Right there in the middle of a tractor run to Harrah, an old International Harvester broke down on the side of the road and had to be towed the rest of the way by -- wait for it, wait for it -- a John Deere!
"It's a scandal, a scandal," the genial Ruthardt brothers Ken, Erick and Joe joked at the halfway point of Saturday's run, which epi-centered on the Farm House Cafe.
The Ruthhardt boys are the heart and soul of the tractor club, whose members like to mass every so often like outlaw bikers for a big (but s-lo-w) flag-flying run to wherever.
"We're just driving because we like to drive," explained Ken Ruthardt, who ran Smitty's Outdoor Power Equipment for nearly three decades before he retired a few years back.
Saturday's shindig began at the usual starting place, the Agricultural Museum in Union Gap, and from there made the round-trip to Harrah and back.
Topping out at 10 mph, it's a four- or five-hour event, counting lunch and lots of time at the beginning, middle and end talking tractors. And manure spreaders.
There was a 620, at least three 60s, a couple Bs, an A and a G, maybe two 430s and a 70. And that was just the John Deeres.

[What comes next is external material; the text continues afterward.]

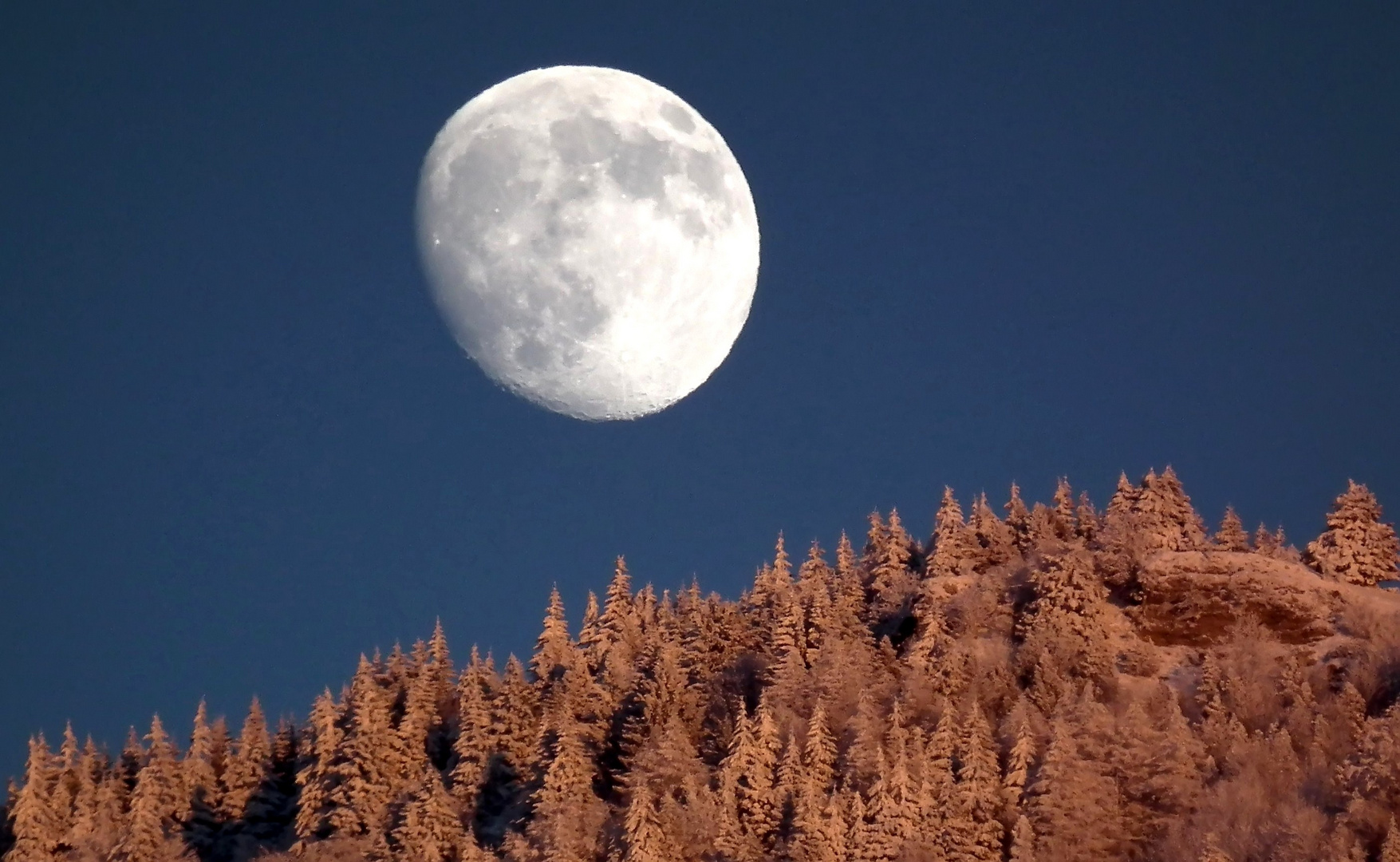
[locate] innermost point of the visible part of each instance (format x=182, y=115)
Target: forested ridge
x=1042, y=682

A bunch of International Harvesters (aka McCormick Farmalls) rounded out the herd, along with a few Fords and a handful of esoteric names, including Ferguson, Massey-Harris and Oliver.
Among those who stopped by for a look-see was Wayne Lotspeich, a Central Pre-Mix mechanic from Selah who owns a tractor of his own, a 1960s-era Ford 600. He's also proud of an equally old Husky riding lawnmower he still uses to cut the grass.
"I saw they were going on a run and I thought, 'I just gotta go look at them,'" he explained, which pretty well summed it up.
Among the participants was John Wornell, a retired aerospace engineer from Los Alamitos, Calif., who grew up in Toppenish with the Ruthardt brothers.
Wornell has a shiny red Farmall "Super A" that he inherited from an uncle a few years ago and keeps stored at his sister's place in Toppenish. He comes up now and then for a run. The next one's in September, up the Yakima River Canyon to Ellensburg.
"It's just fun," he said. "These tractors, they just deserve some fresh air now and then."